At Aurarian, I learned over and over again that an investment can be profitable if and only if the marketplace misunderstands and misprices part or all of the company’s businesses. A stock analyst’s job is to explore and develop variant views from the marketplace. If there are no variant views, the stock is considered fully priced and therefore is not interesting for investors seeking alpha, an above-the-market return.

While working on U.S. stocks first, I started to witness waves of Chinese companies raising capital in the United States. As I followed a group of listings closely, I noticed a lack of skepticism toward Chinese companies on and off Wall Street—in corporate America, among the general public, and among the mass media around the world. As the unchecked enthusiasm for Chinese stocks gained momentum, I saw a bubble forming and inflating.
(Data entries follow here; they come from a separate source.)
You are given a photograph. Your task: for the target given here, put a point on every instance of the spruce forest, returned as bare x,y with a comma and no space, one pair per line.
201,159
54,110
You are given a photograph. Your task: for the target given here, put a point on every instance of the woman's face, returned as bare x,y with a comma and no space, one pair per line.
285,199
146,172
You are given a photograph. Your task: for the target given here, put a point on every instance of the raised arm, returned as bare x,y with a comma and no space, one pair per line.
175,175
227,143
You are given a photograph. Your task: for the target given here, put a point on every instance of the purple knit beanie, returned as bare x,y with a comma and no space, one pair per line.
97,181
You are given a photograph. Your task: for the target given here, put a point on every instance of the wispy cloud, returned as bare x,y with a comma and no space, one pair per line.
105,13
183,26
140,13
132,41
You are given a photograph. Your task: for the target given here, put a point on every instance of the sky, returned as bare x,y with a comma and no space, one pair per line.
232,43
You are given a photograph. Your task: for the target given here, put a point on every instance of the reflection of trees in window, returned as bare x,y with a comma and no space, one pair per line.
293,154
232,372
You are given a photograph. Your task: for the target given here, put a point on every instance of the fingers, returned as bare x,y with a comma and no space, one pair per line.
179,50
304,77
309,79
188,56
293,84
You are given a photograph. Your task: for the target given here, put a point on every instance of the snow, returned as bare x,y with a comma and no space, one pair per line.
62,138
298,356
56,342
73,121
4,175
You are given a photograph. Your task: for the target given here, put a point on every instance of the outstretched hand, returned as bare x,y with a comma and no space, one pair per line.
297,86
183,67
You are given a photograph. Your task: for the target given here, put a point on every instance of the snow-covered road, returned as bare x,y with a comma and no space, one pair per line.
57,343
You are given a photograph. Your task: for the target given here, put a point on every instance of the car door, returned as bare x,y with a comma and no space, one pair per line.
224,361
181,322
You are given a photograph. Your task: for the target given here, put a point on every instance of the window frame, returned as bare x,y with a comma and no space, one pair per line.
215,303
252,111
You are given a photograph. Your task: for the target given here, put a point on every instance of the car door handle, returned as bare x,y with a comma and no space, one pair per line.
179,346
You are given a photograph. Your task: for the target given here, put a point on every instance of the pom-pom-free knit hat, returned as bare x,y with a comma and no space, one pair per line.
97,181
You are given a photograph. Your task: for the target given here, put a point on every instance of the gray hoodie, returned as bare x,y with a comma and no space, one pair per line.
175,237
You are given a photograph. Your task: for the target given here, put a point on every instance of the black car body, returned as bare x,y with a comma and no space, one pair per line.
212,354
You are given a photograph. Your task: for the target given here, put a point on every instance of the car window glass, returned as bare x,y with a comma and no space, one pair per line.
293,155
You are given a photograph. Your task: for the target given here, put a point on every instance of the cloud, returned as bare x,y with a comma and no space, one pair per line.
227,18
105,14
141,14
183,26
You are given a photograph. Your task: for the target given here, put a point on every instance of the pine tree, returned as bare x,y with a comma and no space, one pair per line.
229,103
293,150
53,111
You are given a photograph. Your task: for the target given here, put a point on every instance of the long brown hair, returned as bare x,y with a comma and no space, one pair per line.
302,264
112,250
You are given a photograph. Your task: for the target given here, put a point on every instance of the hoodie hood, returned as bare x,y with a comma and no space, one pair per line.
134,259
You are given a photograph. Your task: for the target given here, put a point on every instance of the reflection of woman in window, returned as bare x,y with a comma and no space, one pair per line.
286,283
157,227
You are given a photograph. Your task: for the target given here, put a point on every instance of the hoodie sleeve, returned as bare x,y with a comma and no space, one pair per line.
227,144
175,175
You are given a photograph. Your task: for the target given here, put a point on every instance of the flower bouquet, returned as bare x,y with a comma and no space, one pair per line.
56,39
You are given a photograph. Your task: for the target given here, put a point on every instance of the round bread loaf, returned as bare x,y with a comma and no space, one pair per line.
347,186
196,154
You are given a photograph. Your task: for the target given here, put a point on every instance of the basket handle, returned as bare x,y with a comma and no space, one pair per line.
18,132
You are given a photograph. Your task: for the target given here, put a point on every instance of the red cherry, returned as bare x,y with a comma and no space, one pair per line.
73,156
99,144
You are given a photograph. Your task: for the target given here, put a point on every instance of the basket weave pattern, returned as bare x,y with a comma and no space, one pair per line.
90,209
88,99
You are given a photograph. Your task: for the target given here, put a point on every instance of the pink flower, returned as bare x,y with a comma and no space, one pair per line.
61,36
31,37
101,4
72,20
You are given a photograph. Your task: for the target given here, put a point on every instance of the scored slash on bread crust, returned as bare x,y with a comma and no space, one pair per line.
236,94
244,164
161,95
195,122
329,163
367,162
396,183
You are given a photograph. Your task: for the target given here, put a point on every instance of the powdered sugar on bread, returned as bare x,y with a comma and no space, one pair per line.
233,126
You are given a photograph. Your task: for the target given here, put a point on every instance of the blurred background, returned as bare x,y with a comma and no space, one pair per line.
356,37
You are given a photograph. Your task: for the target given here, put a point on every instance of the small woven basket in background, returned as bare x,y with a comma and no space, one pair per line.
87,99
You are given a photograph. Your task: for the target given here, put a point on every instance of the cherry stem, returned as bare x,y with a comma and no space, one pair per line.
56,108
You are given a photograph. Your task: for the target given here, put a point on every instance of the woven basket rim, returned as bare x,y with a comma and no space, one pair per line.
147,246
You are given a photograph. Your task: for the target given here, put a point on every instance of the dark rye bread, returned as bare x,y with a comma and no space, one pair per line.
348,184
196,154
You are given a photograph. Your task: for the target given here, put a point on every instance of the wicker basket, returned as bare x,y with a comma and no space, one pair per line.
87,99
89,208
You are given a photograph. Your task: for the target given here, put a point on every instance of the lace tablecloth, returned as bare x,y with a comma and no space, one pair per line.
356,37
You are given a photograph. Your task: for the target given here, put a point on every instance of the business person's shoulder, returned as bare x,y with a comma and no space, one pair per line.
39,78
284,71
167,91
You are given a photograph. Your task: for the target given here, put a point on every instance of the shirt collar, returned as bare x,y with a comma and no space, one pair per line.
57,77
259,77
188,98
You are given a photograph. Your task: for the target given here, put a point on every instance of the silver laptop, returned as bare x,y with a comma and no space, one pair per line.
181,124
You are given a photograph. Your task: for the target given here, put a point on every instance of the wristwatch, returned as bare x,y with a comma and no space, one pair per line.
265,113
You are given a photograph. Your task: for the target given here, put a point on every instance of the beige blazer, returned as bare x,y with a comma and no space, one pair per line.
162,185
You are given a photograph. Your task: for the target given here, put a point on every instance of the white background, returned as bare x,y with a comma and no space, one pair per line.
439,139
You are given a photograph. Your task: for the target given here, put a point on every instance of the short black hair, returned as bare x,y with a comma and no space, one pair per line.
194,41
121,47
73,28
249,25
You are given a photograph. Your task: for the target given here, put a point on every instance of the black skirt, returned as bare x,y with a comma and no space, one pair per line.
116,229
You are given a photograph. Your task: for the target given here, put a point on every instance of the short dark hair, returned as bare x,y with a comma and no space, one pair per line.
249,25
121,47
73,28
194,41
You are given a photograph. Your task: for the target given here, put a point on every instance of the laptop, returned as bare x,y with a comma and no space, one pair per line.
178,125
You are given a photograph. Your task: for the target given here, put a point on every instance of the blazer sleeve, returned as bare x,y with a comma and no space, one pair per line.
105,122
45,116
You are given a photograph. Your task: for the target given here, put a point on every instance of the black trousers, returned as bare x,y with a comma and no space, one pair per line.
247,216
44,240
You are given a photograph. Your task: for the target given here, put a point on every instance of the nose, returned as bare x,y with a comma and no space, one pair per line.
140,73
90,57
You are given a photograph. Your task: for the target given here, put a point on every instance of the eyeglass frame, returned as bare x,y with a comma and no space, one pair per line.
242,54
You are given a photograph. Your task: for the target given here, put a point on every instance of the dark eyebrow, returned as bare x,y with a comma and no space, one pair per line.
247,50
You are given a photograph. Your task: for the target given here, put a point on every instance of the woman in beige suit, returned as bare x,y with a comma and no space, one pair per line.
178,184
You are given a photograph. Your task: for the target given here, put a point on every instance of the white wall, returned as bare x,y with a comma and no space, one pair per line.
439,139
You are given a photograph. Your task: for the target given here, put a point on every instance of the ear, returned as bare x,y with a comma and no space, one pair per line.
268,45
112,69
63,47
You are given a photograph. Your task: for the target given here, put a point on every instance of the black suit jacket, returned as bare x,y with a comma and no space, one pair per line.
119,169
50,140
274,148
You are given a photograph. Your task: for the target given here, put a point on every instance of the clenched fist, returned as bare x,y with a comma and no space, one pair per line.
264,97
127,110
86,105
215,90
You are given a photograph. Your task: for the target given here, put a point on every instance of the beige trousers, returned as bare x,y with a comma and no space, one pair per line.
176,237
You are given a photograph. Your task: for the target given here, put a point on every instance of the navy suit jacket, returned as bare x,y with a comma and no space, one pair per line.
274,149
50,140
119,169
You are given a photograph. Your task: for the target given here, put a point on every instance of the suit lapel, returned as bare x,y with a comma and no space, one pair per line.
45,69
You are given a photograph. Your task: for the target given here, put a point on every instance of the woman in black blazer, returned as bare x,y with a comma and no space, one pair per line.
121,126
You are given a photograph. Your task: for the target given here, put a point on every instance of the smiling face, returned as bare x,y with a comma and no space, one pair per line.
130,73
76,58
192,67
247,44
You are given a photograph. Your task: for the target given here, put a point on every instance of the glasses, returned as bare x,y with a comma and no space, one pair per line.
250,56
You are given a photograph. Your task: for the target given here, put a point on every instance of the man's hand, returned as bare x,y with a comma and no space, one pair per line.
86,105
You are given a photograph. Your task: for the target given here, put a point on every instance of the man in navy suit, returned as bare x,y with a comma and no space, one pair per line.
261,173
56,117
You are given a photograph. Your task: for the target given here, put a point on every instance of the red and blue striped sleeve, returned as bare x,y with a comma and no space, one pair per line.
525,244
The process of the bubble forming, and later bursting, is a result of classic push-and-pull dynamics: if there is a buyer, there is a seller. Greedy and lazy investors play off immature companies that have questionable ethics and practices, whose stocks are pushed out to the market by private equity investors, packaged by bankers, and cross-checked by auditors, accountants, attorneys, and other institutional managers. Most of these players are American-born.

  *  *  *  

The world’s general lack of cynicism about China got me excited. I launched JL Warren, an independent research firm, in 2009 to plug the gap between the corporate and commercial reality in China and curious investors in America, leveraging my combination of a Chinese background and Wall Street experience.

The idea of an independent research firm came from years of observation that traditional sell-side research is inadequate for serious investors who invest heavily in China. Despite the theoretical presence of a Chinese wall, sell-side research continues to serve the banks’ underwriting and advisory businesses. The desire to preserve existing relationships and develop new ones in the investment banking area creates an inevitable bias in a bank’s research products that institutional investors can hardly rely on for investment purposes. Analysts are constrained from candidly expressing their views.

The need for unbiased research is even greater in the field of China-focused research as China’s importance in the global economy has surged.